I lived in Los Angeles briefly in 1986. While I lived there, my dad sent me this book:

It talked about landscaping to minimize fire, flood, and mudslide risk, but my key takeaway was, “Only a moron would live in Southern California,” and I moved away before the end of the year.

It was a government publication, so the PDF is available: https://www.fs.usda.gov/psw/publications/documents/psw_gtr067/psw_gtr067.pdf

I have an idea for reducing surveillance capitalism:

Every time a company sells (or gives away as part of a commercial transaction) any information about you (name, location, unique identifier, website you visited, etc.), they have to mail you a postcard telling you what they sold and who they sold it to.

Bonus: Boosts the post office as well!

It seems like every business now has its own app, which usually offers remote ordering, as well as discounts. I do my best not to use any of them, because they demand (and transmit to the business) all sorts of private information from my phone. This seems to me like something my phone ought to fix.

Front screen of my phone, showing folders of the apps I use

It ought to be pretty easy on the phone to provide a virtual machine which only passes to an app whatever information the phone owner wants to pass on. For example, you could configure a video loop to provide, if the app wants to turn on the camera, or an audio file to provide if the app wants to turn on the microphone.

You could get quite fancy about things like location, if you wanted to.

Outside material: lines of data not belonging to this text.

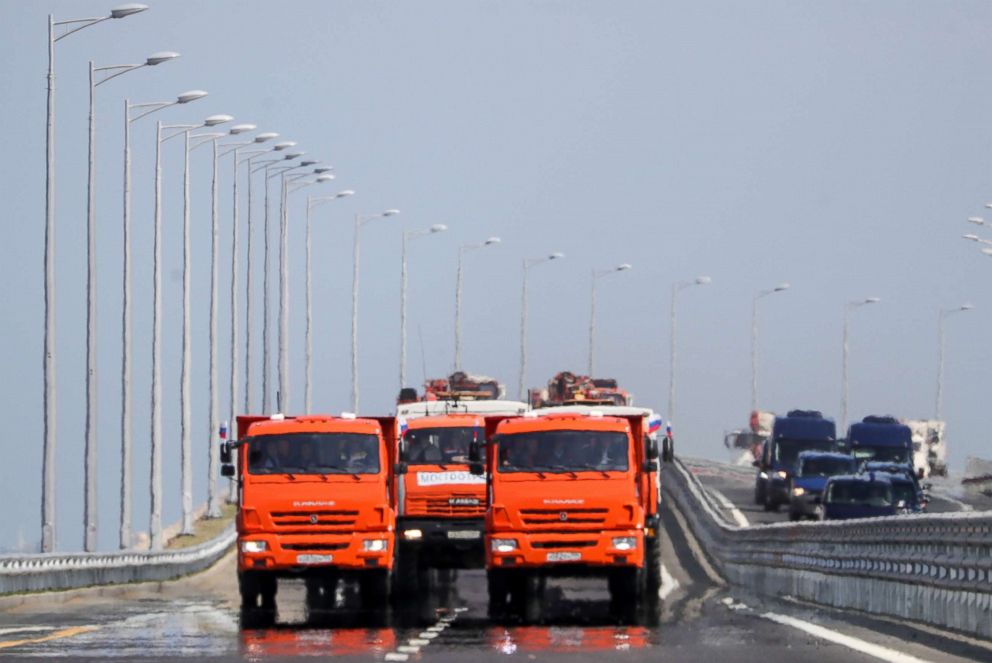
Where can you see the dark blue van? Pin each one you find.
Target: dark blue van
(858, 496)
(798, 431)
(812, 471)
(881, 439)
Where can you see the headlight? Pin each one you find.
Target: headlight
(504, 545)
(254, 546)
(625, 542)
(374, 545)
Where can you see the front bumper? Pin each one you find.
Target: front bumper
(455, 543)
(566, 553)
(300, 553)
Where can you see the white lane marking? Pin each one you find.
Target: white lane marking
(858, 645)
(668, 584)
(25, 629)
(739, 517)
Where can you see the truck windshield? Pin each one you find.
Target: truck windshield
(826, 467)
(786, 451)
(563, 451)
(860, 492)
(882, 453)
(314, 453)
(440, 446)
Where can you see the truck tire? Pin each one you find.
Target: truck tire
(652, 564)
(374, 588)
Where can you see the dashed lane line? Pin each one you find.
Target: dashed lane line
(56, 635)
(416, 645)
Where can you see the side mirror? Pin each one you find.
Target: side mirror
(652, 449)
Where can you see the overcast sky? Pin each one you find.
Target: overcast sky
(836, 146)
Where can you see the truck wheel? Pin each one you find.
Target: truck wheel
(625, 585)
(374, 587)
(496, 582)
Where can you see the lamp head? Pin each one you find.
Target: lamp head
(122, 11)
(160, 57)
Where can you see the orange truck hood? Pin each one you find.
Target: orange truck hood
(561, 503)
(309, 504)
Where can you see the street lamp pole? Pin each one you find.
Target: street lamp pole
(360, 220)
(90, 507)
(49, 406)
(288, 186)
(312, 202)
(754, 339)
(676, 289)
(407, 235)
(465, 248)
(596, 275)
(843, 396)
(528, 263)
(939, 409)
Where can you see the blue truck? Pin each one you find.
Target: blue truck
(798, 431)
(813, 469)
(880, 439)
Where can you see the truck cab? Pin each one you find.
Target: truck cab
(440, 503)
(798, 431)
(570, 495)
(813, 469)
(880, 439)
(314, 502)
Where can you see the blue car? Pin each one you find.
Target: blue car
(813, 468)
(858, 496)
(798, 431)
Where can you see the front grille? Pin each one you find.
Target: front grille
(334, 520)
(309, 547)
(564, 518)
(562, 544)
(441, 506)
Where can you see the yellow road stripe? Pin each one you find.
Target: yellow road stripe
(57, 635)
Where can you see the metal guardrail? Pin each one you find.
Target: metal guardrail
(55, 571)
(933, 568)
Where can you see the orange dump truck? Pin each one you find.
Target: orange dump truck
(570, 495)
(315, 501)
(440, 504)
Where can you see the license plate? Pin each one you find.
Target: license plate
(564, 557)
(465, 534)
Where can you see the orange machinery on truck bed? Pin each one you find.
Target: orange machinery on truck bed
(316, 501)
(570, 495)
(440, 504)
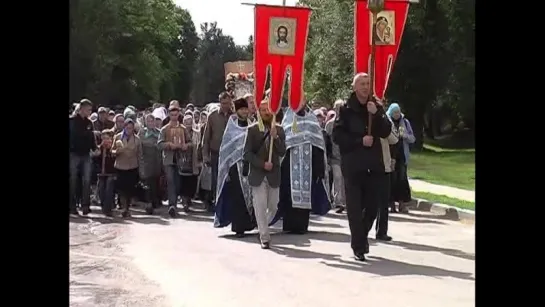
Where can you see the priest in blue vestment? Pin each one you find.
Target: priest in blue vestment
(303, 186)
(233, 196)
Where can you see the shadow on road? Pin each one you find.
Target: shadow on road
(427, 215)
(420, 220)
(427, 248)
(137, 216)
(329, 225)
(387, 267)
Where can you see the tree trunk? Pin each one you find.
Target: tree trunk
(417, 124)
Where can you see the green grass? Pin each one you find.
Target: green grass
(449, 167)
(434, 198)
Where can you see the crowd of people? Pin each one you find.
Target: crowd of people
(250, 167)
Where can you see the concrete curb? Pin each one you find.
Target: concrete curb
(449, 212)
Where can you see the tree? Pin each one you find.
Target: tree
(122, 51)
(213, 50)
(184, 48)
(434, 69)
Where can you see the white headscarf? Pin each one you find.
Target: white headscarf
(159, 113)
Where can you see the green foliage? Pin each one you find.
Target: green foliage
(134, 51)
(435, 67)
(214, 50)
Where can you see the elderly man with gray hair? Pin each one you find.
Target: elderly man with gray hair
(358, 128)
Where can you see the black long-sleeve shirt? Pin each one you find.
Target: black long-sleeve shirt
(82, 138)
(350, 126)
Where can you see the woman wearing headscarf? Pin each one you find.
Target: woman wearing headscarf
(93, 117)
(119, 123)
(189, 169)
(150, 163)
(127, 149)
(130, 112)
(400, 191)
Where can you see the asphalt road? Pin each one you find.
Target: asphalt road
(155, 262)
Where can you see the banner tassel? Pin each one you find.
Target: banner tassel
(259, 122)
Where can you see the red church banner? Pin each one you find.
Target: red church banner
(387, 33)
(280, 40)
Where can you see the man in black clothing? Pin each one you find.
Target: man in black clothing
(82, 143)
(362, 162)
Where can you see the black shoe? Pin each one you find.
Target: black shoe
(384, 238)
(211, 208)
(297, 232)
(359, 256)
(85, 210)
(172, 211)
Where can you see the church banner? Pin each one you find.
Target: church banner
(280, 40)
(386, 33)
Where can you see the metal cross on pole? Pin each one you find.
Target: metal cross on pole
(241, 66)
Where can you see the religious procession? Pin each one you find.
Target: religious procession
(278, 153)
(260, 154)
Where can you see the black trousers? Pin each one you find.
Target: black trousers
(363, 197)
(382, 215)
(214, 160)
(153, 191)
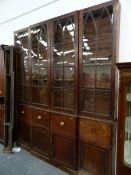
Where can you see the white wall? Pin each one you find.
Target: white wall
(16, 15)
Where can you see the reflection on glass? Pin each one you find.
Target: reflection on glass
(68, 99)
(69, 77)
(58, 97)
(88, 100)
(69, 55)
(58, 55)
(97, 24)
(89, 52)
(64, 31)
(58, 76)
(127, 142)
(88, 76)
(103, 77)
(102, 104)
(104, 48)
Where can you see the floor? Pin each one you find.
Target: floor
(23, 163)
(127, 151)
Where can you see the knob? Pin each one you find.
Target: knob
(61, 123)
(22, 112)
(39, 117)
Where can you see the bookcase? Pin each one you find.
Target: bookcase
(66, 89)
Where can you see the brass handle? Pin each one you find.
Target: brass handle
(61, 123)
(22, 112)
(39, 117)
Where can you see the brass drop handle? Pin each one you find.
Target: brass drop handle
(22, 112)
(61, 123)
(39, 117)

For example, a fast food app could be provided a random location, but one that was a configurable distance from the fast food restaurant. (I’m imagining that the fast food apps either already do, or soon will, adjust the price based on where you are. For example, if you’re already in the parking lot, they can raise the price, assuming that you’ve already decided to buy from them. They can cut the price if a competitor is closer to your location, to reduce the chance that you’ll stop there instead. The phone could pick a location to maximize your discount, to the extent that people had been able to figure out and share the algorithm.)

These sorts of tweaks would be easy to implement, but there’s no functionality in phones to provide them. It’s as if the manufacturers of the phones want to rat you out to every business with a phone app.

I resist by strictly limiting which apps I install on my phone. But I’d be a lot happier with a virtual machine which would put me in control of what data about me those installed apps could get.

Cory Doctorow points out a key—and helpful to us—aspect of Project 2025:

These are the conflicts that are so central to the priorities of blocs that are so important to the coalition that they must be included, even though that inclusion constitutes a blinking “LOOK AT ME” sign telling us where the right is ready to split apart.